大型バンの内部は、ラブホテルのような内装になっており、その一部始終を撮影する設備も整えられている。
そこの記録には、記者タカ・シンゾだけでなく、他の男達も混ざって、拉致した女性に乱暴している映像が蓄えられていた。
「そのまま警察に渡せ。庇いようのない案件だ」
確認とゴーサインを出すと、ユリアナは与党政党の幹事長に、直通の音声メールを送る。
「イチ・シンゾの子息の犯罪が、明るみになります。お庭番の通報した案件ですので、庇いだては出来ません。迅速な対処を、お勧めします」
返事が来るまでの時間を、ユリアナはフラウの代打で専属メイドを務めるサリナ・ザイゼン軍曹の給仕で、お茶菓子を喰らう。
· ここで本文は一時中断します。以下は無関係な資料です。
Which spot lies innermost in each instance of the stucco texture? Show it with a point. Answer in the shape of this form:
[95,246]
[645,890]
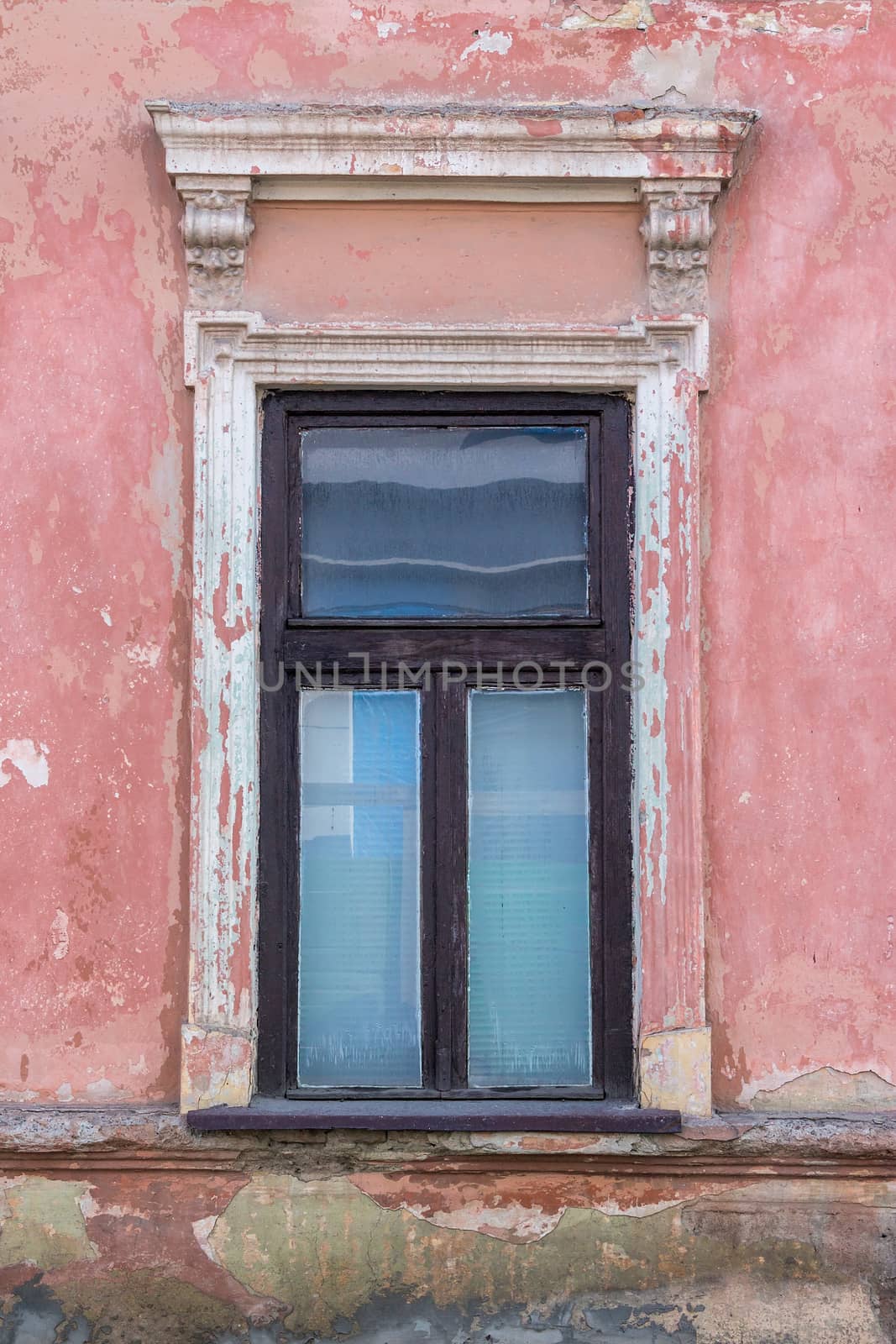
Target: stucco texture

やや不慣れな手付きだが、栗羊羹を一本丸ごと、皿に乗せてユリアナの前に差し出す。
「もう一本、出して」
「そんなにストレスが溜まる案件ですか?」
「側で聞いているだけでも、相当に溜まると思うよ」
ユリアナは栗羊羹を貪りながら脅かすが、サリナ軍曹はピンと来ない。
「イチ・シンゾという名前に、聞き覚えはないか」
「はあ、すんません」
「ないか〜。今の頭首は、仕事が出来ない人だからな〜。血筋は良いので担ぎ易いし、頭が悪いので操作し易い『逆優良物件』なのだが」
「あー、偶に出ますね、そういう酷いのが」
「政界特有の、『御輿はバカで軽い方がいい』の、生きた見本。それがイチ・シンゾ」
五分で、与党幹事長からの返信が届く。
『早急に、サブ幹事長イチ・シンゾを更迭した上で、政党から離党させる。
ご忠告に、感謝する』
標的が与党のサブ幹事長と聞いて、政治に無関心なサリナも、事の次第にやや緊張する。
「あのう、ひょっとして、今、結構な血筋の政治家一門が、消える所でしょうか?」
「うん、まあ、大きな政治的スキャンダルで追放されなければ、今後三十年で二人は総理大臣を輩出したかもしれない一族が、政界から消えますね〜〜」
ユリアナが、二本目の栗羊羹に喰らい付く。
「現役の幹事長が、良識と決断力のある人で良かった。隠蔽に走られていたら、ユリアナさんも危ないネタだよ」
サリナは室温を上げないように、唇を噛み締めて、火炎能力のうっかり発動を堪えた。
「引退を迫られた逆恨みカウンターで、殺し屋の1ダースも差し向けるかも。まあ、ユリアナさんには、それが通常の日常だけど」
ユリアナさんは、開き直って達観する。